Some of the cool parts of C# are pattern-based, rather than type-based as one might expect. For example, `foreach` does not need the enumerated type to implement `IEnumerable` in order to work, it just requires that it has a `GetEnumerator()` method. Another place where pattern-based compilation occurs that also happens to illustrate how useful this pattern-based approach can be is in collection initializers like this:

var list = new List<int> { 1, 2, 3, 4, 5, 6 };

When this gets compiled, for each value in the initializer the C# compiler¹ looks for an `Add()` method on the collection type with an appropriate number of arguments of the appropriate types, which it then calls for that value. The benefit to using a pattern-based approach is that the compiler does not need to know about every possible compatible type up front or what `Add()` methods it might support. It only enforces that the type derives from `IEnumerable` and that it has an `Add()` method that matches the initializer values. This allows us to create a collection types that can support a variety of different ways to add values without needing the compiler to know our type will ever exist. For example, we could create a collection of names with `Add()` methods that take one or two strings and then initialize elements with either just the surname or first name and surname².
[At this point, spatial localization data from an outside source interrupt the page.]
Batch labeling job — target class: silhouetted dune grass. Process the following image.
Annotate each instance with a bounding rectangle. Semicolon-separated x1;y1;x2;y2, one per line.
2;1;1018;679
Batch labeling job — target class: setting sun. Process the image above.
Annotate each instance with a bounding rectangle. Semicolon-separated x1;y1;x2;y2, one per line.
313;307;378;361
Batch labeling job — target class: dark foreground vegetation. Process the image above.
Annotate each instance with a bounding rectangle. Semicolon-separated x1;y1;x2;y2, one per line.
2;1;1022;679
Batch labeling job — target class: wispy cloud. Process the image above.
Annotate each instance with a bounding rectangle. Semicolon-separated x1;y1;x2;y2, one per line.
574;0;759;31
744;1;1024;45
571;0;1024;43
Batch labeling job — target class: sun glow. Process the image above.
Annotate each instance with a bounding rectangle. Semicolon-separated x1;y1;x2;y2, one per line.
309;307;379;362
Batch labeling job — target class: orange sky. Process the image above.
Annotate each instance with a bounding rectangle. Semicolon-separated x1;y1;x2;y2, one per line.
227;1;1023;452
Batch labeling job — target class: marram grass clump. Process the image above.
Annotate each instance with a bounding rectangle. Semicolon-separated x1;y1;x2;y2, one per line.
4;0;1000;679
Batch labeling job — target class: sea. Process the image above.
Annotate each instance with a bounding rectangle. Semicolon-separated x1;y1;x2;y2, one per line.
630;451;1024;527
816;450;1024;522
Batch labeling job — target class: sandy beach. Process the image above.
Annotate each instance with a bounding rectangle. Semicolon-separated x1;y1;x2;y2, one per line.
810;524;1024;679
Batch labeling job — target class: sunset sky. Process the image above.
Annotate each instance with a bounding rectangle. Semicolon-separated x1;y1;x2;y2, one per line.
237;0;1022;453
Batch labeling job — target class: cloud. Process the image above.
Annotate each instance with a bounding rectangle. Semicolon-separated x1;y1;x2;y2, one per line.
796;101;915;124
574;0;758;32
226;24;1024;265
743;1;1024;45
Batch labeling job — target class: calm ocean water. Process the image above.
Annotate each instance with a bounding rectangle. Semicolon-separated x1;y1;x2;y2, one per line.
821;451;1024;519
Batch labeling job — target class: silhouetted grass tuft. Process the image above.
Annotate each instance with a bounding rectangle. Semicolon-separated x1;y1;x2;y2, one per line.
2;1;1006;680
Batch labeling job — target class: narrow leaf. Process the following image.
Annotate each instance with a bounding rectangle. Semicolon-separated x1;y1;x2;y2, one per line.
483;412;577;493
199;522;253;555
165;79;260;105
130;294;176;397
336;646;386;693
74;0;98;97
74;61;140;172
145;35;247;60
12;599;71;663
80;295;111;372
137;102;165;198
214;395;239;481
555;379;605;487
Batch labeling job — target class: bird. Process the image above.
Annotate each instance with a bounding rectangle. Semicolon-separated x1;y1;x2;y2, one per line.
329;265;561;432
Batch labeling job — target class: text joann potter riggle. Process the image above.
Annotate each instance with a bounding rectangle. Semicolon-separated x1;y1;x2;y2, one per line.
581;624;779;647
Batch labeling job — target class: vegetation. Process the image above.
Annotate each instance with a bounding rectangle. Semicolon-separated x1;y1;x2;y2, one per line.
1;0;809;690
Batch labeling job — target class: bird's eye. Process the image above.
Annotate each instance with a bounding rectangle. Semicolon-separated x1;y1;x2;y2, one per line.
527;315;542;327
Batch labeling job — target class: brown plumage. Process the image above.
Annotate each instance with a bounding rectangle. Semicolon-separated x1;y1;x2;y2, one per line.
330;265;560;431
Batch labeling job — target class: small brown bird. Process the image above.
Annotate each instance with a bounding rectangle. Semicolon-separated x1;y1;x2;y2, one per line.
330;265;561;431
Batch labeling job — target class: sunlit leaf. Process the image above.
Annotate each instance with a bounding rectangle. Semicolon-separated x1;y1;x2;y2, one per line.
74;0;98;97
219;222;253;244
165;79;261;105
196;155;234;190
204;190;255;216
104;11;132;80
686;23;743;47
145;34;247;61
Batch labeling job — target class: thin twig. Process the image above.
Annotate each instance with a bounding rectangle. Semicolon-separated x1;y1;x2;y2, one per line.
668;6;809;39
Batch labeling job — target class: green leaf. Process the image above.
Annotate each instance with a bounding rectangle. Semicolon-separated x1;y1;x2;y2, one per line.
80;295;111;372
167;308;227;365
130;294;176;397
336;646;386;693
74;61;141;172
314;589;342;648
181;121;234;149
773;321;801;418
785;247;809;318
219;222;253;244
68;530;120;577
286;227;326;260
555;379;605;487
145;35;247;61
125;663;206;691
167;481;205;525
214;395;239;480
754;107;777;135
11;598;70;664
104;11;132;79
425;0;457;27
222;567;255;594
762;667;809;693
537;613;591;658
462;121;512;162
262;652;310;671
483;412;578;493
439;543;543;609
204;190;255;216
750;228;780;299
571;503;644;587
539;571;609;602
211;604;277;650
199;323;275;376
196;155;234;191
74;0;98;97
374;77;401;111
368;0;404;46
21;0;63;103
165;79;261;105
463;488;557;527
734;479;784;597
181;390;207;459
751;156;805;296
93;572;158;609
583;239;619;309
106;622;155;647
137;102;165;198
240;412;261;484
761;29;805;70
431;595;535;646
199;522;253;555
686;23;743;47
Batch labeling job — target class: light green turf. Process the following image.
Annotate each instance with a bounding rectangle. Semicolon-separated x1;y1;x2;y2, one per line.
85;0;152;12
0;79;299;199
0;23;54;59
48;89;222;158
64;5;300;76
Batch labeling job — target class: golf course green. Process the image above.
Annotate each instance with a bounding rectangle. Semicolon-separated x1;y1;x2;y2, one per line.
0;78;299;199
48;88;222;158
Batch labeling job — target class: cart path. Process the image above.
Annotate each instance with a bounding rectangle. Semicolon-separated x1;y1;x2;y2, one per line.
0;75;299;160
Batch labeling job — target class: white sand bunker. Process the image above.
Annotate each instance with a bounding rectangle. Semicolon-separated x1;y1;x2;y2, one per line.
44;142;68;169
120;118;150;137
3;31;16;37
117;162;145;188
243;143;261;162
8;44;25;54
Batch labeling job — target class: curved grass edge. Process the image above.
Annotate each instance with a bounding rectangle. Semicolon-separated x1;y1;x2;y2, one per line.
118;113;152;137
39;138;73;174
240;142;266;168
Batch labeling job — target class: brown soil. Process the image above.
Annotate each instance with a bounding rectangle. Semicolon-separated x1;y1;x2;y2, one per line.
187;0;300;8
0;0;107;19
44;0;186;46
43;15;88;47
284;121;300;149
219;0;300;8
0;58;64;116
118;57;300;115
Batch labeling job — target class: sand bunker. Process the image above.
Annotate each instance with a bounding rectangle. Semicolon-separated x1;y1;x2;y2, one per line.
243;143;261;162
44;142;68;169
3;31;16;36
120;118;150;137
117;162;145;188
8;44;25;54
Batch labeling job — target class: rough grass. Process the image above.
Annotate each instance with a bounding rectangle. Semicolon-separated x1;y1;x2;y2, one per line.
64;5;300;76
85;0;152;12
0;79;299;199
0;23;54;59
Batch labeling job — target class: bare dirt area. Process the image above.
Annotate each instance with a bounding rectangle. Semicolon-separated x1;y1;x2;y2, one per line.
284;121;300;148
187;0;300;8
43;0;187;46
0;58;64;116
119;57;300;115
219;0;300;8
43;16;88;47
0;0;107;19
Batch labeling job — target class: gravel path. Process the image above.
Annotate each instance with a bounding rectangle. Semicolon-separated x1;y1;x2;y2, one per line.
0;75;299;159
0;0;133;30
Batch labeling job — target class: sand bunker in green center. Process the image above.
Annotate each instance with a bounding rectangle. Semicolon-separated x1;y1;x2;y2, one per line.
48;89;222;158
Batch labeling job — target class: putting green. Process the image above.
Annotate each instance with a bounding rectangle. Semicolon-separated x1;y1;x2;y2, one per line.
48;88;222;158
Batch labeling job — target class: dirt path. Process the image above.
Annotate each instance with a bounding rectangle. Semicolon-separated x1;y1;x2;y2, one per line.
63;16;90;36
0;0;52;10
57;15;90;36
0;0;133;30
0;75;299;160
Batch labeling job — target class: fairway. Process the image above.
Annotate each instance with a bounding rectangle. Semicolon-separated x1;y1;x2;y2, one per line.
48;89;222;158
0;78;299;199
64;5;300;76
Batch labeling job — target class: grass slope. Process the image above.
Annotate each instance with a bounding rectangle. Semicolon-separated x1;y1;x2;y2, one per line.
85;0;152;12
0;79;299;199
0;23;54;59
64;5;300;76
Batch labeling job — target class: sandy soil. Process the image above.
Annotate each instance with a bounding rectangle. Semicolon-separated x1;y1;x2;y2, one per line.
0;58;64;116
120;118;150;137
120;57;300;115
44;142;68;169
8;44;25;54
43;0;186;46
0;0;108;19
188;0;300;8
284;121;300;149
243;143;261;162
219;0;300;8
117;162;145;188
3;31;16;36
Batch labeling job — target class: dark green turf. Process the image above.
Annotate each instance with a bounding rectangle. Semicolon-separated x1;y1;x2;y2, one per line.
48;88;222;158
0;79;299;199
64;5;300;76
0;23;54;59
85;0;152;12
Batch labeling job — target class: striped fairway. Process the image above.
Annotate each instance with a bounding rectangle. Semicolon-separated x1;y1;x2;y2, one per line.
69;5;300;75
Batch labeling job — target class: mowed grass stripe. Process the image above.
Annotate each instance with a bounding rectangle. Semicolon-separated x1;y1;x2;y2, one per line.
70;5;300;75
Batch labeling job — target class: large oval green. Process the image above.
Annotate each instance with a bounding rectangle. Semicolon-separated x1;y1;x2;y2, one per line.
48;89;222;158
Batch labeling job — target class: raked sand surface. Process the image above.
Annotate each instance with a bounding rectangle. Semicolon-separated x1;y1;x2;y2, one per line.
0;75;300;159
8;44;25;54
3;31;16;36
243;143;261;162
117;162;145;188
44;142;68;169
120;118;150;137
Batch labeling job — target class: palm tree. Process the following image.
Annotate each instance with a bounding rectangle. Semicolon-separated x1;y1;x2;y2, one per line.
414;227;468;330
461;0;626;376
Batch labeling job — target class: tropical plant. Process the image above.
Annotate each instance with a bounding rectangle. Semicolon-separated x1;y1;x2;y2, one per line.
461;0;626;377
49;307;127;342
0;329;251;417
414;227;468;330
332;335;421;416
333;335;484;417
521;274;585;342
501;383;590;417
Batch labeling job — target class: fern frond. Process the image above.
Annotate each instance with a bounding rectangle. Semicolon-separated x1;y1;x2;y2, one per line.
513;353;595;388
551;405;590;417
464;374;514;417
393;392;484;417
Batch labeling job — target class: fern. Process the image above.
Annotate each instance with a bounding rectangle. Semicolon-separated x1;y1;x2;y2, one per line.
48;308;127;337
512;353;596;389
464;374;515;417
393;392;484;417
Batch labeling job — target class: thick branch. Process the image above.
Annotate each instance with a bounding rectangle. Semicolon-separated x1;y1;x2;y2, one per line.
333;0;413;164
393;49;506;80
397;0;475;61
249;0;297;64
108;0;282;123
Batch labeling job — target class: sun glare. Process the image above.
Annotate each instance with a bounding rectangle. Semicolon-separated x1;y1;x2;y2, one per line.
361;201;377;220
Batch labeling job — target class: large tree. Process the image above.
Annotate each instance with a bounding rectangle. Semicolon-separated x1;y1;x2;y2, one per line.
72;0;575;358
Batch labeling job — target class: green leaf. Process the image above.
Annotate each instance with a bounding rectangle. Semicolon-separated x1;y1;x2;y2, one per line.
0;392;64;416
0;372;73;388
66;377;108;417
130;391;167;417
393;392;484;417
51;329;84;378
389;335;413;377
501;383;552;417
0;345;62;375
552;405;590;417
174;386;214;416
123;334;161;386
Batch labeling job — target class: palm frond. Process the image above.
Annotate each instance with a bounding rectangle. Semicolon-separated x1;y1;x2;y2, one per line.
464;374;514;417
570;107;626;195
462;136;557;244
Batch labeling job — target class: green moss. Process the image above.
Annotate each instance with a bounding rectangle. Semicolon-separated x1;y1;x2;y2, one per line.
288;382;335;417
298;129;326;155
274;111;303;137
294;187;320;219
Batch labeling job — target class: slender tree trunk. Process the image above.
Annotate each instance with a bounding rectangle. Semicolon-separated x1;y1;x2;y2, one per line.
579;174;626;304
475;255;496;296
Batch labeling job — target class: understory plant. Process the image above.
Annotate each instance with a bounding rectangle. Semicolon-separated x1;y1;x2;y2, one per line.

var names = new NamesCollection
{
   "Jones",
   { "David", "Smith" },
   { "Daniel", "Smith" },
   "Smith"
};

Collection initializers in C#6

In C#6, a new collection initializer syntax has been added and the way the compiler interprets the existing syntax has been modified. Before we look at the newly added syntax, let us look at how the compilation of the existing syntax has been changed. To do so, consider a collection of `DateTimeOffset` values where we want to simplify adding dates and times from parsable string values. To support this we could implement an entire new type with the appropriate calls or we could derive from an existing collection type `List<DateTimeOffset>` and then implement a new `Add()` method to support `string`.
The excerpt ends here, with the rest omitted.